Why had Hudson brought her here? The question was drumming in her head all through the meal and the subsequent conversation over coffee. She hadn’t seen him for two years. They both had separate lives now—and if the tall, elegant redhead was anything to go by he hadn’t exactly pined away for her, she thought with a touch of bitterness. He must hate her—he did hate her; he’d made that plain—so why bring her to his friend’s home and act as though she was with him? Why put them both through such torment?

She didn’t understand it and she didn’t understand him, but he made her nervous—very nervous. She had never imagined he was a man who would forgive easily, but this—there was no rhyme or reason to it.

It was after eleven when they left Idris and Fatima, and the soft indigo dusk had given way to a black velvet sky pierced through with hundreds upon hundreds of bright, twinkling stars, the darkness perfumed with the heavy, rich scent of magnolia flowers.

It was a beautiful night—romantic, gentle, the full moon silhouetting the eastern horizon of flamboyant mosques and towering minarets with ethereal charm—but Marianne had never felt so tense and nervous in her life. Just sitting beside Hudson made her as jumpy as a cat on a hot tin roof, and she knew he sensed her agitation. Sensed it and was satisfied by it.

‘You are frightened of me?’ The dark, deep voice was silky-soft, but caused her to straighten her backbone as she glanced at the ruthlessly cold profile.

‘Of course not,’ she lied tightly, her voice cold and even.

‘No?’ The query was soft, charged with dark emotion.

‘No.’ She forced her hands, which had been clasped in tight fists on her lap, to relax before she said, her voice as steady and unemotional as she could make it, ‘Why? Should I be?’

‘Most certainly.’ It wasn’t the reply she had expected, and as her eyes widened with the shock of it her heart went haywire.
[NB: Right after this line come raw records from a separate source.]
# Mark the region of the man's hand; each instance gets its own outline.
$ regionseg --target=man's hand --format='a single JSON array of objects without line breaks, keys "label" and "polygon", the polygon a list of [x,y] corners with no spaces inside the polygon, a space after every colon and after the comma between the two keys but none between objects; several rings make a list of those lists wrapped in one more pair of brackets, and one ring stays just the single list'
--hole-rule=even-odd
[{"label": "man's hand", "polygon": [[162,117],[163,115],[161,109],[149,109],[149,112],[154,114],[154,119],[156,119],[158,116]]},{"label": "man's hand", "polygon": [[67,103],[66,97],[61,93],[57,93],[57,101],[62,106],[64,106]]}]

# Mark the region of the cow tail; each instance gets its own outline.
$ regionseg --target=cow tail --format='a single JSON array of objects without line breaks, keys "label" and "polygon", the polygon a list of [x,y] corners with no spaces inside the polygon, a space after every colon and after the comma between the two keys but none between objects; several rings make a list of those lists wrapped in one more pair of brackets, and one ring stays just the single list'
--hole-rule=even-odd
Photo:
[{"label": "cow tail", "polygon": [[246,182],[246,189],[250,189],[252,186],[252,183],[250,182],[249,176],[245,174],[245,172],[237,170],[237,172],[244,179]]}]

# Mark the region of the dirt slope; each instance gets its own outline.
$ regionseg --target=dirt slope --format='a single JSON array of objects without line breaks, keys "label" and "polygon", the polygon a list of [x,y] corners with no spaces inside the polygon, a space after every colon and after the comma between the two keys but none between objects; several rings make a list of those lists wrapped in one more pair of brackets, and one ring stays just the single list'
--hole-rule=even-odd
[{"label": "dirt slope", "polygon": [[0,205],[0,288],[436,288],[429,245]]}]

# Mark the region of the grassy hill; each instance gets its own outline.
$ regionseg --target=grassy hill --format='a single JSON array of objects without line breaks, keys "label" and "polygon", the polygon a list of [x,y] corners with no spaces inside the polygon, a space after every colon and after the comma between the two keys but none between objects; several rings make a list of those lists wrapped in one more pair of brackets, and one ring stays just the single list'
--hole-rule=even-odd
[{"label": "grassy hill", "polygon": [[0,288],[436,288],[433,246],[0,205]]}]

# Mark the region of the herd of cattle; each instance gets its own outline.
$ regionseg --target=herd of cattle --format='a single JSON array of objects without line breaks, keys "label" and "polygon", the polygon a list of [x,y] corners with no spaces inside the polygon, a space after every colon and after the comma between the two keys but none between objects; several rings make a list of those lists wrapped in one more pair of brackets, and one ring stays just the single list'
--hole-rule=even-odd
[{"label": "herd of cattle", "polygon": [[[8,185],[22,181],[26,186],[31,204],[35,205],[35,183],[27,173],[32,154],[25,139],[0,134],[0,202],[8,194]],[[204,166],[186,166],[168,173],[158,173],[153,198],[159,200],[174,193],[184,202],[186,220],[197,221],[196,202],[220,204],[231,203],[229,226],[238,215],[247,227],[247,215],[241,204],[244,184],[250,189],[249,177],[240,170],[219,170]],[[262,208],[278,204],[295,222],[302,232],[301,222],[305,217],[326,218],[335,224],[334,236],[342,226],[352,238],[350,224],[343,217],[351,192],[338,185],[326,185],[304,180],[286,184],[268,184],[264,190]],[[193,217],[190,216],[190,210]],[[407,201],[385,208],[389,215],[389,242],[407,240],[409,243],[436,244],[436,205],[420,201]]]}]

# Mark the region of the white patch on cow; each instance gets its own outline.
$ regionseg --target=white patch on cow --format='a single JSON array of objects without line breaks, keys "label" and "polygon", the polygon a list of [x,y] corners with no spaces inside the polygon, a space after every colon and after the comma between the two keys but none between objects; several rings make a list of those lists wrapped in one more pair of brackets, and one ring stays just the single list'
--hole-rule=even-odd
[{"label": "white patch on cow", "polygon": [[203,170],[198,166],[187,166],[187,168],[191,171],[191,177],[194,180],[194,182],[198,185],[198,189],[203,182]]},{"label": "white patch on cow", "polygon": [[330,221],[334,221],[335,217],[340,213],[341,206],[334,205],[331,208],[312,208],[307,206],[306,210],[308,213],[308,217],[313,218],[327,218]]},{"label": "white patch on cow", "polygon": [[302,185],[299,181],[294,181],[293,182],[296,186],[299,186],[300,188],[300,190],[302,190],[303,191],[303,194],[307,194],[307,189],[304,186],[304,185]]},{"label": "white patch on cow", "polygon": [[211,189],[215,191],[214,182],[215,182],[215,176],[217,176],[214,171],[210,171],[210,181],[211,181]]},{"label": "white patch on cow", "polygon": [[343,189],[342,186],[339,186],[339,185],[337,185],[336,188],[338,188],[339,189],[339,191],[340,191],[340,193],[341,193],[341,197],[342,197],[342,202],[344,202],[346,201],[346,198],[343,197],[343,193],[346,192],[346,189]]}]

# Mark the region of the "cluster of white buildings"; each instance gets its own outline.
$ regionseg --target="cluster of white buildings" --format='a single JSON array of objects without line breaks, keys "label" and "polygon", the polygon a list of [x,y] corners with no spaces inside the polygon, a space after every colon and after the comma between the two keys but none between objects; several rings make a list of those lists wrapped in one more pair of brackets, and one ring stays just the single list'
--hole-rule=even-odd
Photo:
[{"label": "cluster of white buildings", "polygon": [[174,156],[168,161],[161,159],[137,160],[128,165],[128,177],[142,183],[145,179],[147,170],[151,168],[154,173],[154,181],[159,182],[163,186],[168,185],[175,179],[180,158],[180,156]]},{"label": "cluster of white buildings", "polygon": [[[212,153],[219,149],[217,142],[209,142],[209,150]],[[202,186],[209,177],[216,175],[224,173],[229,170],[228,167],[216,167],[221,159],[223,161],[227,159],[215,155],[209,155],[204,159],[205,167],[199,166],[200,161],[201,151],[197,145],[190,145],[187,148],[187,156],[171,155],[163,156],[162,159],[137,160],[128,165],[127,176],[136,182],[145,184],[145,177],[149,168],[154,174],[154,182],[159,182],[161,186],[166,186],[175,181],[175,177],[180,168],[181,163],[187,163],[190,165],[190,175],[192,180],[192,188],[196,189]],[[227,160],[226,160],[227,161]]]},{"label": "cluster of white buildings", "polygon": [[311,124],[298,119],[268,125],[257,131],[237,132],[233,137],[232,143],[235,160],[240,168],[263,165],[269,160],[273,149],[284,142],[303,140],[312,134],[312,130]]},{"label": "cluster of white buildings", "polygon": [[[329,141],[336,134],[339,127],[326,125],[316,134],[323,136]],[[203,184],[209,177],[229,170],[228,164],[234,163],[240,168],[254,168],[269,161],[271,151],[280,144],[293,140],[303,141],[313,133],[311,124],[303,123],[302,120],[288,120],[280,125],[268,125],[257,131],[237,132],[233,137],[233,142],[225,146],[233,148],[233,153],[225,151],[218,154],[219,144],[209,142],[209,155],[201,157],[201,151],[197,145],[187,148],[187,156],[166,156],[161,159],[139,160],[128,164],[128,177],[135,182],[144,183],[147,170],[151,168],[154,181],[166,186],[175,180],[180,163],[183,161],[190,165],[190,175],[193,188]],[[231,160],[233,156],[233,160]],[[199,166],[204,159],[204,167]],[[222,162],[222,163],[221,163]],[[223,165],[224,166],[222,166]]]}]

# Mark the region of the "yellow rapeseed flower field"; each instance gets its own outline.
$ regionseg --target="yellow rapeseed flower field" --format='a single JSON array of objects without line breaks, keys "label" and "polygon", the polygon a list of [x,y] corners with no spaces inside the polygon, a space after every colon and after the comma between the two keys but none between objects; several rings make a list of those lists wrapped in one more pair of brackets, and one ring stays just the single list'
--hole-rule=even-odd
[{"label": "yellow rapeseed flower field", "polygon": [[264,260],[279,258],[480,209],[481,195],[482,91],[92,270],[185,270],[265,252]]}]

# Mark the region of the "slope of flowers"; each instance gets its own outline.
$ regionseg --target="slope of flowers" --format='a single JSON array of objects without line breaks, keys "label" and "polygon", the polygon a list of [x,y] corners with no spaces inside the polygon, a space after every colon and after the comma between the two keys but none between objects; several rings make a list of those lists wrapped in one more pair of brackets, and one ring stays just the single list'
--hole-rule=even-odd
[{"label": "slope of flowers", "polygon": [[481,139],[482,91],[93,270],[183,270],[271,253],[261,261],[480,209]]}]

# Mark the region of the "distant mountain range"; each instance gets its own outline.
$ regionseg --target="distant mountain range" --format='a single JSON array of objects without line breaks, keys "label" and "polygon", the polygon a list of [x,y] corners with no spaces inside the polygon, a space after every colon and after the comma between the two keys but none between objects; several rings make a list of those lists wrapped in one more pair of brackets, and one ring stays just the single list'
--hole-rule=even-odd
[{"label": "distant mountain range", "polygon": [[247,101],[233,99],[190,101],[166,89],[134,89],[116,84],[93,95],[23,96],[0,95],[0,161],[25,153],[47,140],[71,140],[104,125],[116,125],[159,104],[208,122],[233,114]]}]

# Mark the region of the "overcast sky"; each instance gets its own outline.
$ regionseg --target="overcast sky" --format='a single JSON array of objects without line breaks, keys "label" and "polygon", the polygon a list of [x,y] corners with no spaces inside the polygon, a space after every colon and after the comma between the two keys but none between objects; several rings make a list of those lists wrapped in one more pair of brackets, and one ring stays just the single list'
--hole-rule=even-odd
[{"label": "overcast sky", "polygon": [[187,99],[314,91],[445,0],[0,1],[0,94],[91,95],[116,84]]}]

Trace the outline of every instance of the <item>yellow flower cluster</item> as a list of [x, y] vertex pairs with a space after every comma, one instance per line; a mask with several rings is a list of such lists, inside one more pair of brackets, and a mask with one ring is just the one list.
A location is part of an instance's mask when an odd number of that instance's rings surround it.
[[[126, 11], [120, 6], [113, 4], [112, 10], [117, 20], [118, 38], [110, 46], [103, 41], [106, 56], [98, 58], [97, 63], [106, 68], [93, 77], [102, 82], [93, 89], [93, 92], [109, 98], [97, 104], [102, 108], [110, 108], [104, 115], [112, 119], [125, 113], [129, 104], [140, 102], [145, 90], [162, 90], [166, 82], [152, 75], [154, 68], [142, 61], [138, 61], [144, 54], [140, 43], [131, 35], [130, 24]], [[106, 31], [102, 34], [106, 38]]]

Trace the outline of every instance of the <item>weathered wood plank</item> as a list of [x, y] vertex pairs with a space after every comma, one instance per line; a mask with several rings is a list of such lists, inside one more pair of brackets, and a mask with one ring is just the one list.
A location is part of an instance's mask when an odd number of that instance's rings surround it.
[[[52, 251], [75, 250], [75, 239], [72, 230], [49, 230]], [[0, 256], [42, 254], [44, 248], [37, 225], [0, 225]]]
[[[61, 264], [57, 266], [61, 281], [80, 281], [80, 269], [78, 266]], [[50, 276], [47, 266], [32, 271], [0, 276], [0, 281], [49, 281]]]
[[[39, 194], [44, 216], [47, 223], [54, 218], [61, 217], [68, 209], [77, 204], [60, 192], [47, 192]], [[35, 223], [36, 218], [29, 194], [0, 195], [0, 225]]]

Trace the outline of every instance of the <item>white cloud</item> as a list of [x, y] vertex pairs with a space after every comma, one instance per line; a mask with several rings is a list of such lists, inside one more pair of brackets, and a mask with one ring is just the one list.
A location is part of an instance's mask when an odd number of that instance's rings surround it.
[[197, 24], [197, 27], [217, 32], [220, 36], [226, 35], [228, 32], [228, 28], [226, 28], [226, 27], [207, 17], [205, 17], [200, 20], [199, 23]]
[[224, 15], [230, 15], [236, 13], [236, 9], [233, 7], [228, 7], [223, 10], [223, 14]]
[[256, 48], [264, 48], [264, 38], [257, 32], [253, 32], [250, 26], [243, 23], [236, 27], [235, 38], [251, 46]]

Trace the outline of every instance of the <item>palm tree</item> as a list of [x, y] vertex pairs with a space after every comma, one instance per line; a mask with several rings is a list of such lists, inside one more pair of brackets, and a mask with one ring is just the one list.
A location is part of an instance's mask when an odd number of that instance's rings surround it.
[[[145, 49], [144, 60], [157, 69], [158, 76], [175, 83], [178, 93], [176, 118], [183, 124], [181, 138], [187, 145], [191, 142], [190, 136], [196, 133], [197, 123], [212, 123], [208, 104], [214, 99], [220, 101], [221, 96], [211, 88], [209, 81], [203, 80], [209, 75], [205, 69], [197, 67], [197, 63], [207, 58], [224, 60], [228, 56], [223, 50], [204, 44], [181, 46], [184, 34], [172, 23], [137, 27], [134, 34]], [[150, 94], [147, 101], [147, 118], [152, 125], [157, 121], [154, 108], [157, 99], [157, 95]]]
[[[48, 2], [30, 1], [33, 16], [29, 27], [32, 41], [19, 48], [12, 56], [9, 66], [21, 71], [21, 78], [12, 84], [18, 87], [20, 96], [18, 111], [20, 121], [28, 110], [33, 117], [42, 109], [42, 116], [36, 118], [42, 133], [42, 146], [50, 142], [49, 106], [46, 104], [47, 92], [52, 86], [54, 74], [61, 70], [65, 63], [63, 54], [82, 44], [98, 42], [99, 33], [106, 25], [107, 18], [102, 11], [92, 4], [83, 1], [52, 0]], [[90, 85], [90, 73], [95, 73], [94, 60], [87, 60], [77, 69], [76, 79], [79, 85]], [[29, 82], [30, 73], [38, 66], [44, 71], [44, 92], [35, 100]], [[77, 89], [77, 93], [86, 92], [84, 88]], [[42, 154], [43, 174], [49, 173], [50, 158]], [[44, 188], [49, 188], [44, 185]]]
‘You walked out on me, Annie, and no one had ever done that to me before. I didn’t like it.’ It was the understatement of the year, and delivered in such an expressionless voice that her blood flowed cold. ‘I didn’t like it at all.’

‘I... I explained—’

‘We had an agreement, Annie.’ He continued as though she hadn’t spoken. ‘An agreement you welshed on. How do you think I should deal with that?’ he asked coldly, his eyes on the road in front of them.

She stared at him warily, quite unable to gauge anything from the cool mask he could don at will and which proved so formidable in the courtroom. He was formidable, terrifyingly so.